Your surgeon will provide you with a nutritional plan after your surgery. This will likely consist of a liquid diet before slowly reintroducing small amounts of soft food. Staying hydrated during the healing period helps patients avoid constipation and kidney stones. Your daily supplemental regimen to follow for the rest of your life typically includes a multivitamin, Calcium, Vitamin D, Iron, and Vitamin B12. Your doctor will recommend the dosages that are right for you.


Making healthy lifestyle choices moving forward is vital to maintaining the best health and quality of life. A diet that is high in protein and low in carbohydrates, especially low in simple carbohydrates, is ideal. Avoid sugar and processed foods as much as possible.

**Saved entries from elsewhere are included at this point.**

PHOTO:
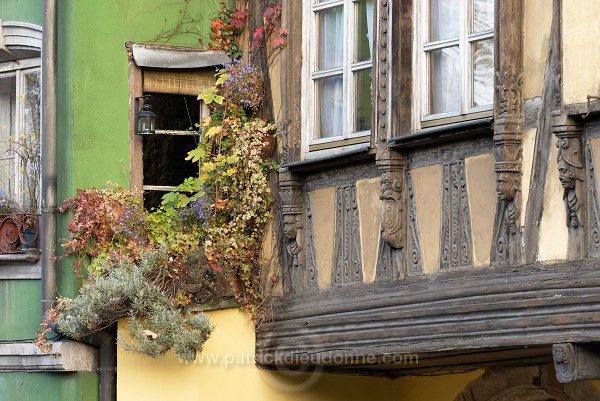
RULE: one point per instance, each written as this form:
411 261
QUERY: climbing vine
153 267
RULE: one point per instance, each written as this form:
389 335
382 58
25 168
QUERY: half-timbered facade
464 230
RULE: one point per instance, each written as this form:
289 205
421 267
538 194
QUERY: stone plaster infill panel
537 23
581 53
481 186
528 150
554 233
322 203
427 187
367 194
596 152
66 356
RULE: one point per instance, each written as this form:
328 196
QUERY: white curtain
331 106
331 33
331 89
444 21
445 80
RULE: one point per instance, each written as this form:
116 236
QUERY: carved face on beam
566 174
570 166
291 224
391 186
506 185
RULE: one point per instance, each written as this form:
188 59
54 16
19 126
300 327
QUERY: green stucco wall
22 10
20 309
24 386
95 76
93 86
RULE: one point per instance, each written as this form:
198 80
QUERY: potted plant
9 230
27 148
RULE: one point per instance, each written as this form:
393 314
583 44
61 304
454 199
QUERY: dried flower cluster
244 85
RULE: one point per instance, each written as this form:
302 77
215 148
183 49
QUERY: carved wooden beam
391 264
292 205
571 171
576 362
508 131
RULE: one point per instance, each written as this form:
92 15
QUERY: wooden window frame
349 140
422 70
18 70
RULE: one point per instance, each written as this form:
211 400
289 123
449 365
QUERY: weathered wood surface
576 361
470 310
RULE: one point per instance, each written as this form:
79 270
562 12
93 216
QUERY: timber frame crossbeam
460 311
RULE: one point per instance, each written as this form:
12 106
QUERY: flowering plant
225 27
243 85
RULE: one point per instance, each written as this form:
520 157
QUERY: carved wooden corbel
571 173
393 223
508 150
292 206
576 362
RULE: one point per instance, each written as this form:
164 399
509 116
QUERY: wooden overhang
443 322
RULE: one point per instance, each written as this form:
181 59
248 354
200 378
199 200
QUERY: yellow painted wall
367 195
434 388
427 186
581 52
536 40
481 186
554 234
322 202
528 151
225 371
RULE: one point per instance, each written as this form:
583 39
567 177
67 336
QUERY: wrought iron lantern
145 120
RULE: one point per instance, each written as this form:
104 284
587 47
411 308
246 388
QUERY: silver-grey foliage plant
135 291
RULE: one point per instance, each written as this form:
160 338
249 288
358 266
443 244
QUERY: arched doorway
536 383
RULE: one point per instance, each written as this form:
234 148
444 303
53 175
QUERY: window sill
20 266
442 134
331 160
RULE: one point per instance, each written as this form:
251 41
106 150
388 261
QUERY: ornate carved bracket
390 264
347 267
292 206
508 151
571 172
456 238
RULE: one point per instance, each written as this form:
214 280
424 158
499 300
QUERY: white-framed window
455 59
337 79
20 146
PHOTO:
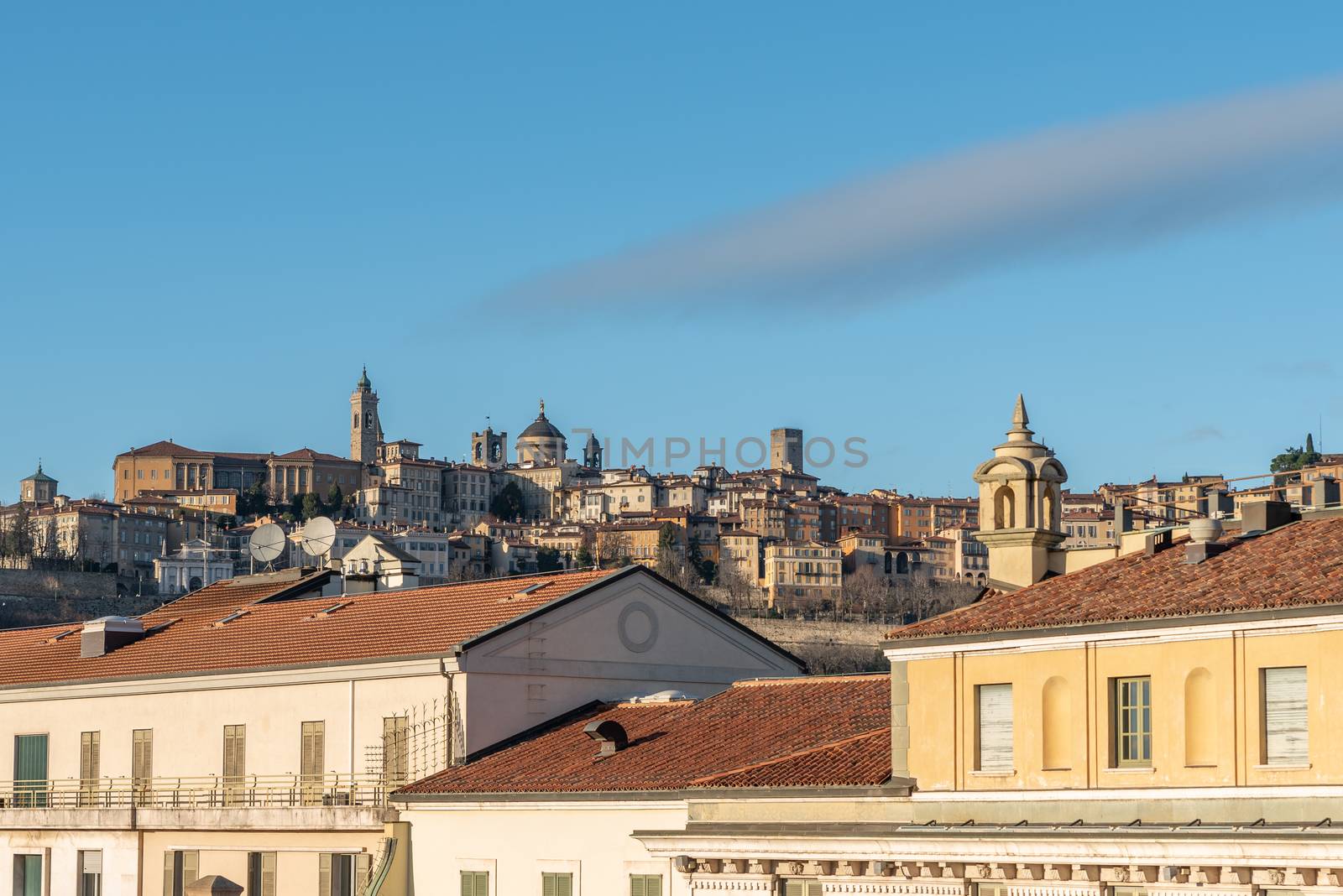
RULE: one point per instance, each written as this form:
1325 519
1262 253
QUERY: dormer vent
107 633
610 734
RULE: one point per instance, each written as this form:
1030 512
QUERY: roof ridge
796 754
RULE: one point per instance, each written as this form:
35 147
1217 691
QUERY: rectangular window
261 873
342 873
993 707
312 761
801 887
235 762
476 883
1286 735
180 868
30 770
89 762
1131 721
395 748
645 884
91 873
557 883
143 765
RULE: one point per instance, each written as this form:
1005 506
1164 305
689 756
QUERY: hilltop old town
389 674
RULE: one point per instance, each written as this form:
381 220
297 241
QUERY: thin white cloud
1067 190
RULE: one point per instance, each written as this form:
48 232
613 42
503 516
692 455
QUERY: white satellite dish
266 544
319 535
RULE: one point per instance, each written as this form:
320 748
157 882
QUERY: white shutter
995 727
1286 737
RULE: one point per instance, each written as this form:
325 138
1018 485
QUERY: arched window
1201 723
1005 508
1056 712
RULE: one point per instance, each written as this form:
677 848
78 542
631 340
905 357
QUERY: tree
312 506
335 501
548 560
508 503
1295 457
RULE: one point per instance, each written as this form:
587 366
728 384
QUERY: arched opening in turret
1005 508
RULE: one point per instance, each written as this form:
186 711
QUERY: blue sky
212 216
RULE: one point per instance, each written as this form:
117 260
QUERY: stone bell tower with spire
366 431
1020 506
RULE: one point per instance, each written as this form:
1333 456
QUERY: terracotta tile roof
1296 565
279 633
783 732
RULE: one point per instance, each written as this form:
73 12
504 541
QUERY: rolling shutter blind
1286 737
995 727
645 884
362 864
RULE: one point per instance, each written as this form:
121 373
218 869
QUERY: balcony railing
198 793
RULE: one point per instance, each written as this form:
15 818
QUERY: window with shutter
91 873
143 765
235 762
645 884
476 883
312 761
994 727
1286 732
557 884
89 762
801 887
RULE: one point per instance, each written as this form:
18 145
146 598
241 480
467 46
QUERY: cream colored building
259 725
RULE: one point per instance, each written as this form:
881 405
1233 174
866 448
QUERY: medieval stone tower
1020 506
366 431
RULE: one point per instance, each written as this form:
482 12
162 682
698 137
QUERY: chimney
1262 515
105 635
610 734
1202 539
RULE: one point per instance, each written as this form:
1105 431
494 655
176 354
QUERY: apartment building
255 727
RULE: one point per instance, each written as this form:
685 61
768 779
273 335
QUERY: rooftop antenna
265 544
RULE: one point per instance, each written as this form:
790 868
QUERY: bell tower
1020 506
366 431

Once you are eating whole foods again, stick to lean protein, fruits, and vegetables to keep your fiber and vitamin intake sufficient.


Bariatric surgery patients especially need a good quality vitamin and mineral each day for the rest of their life. It is also important to take any supplements that are recommended for you in particular. Although the specific amounts of supplements can vary from person to person, bariatric surgeons and dietitians both firmly agree that taking supplements is necessary to prevent malnutrition following bariatric surgery.


It is essential for bariatric surgery patients to have their vitamin and mineral levels checked regularly after surgery. This may include a multidisciplinary team, consisting of a dietician, a primary care physician, a gastroenterologist, as well as nursing staff to make sure that complications due to malnutrition following surgery are limited. Together, teams of doctors along with consensus guidelines can help provide better nutritional care to patients who have undergone bariatric surgery.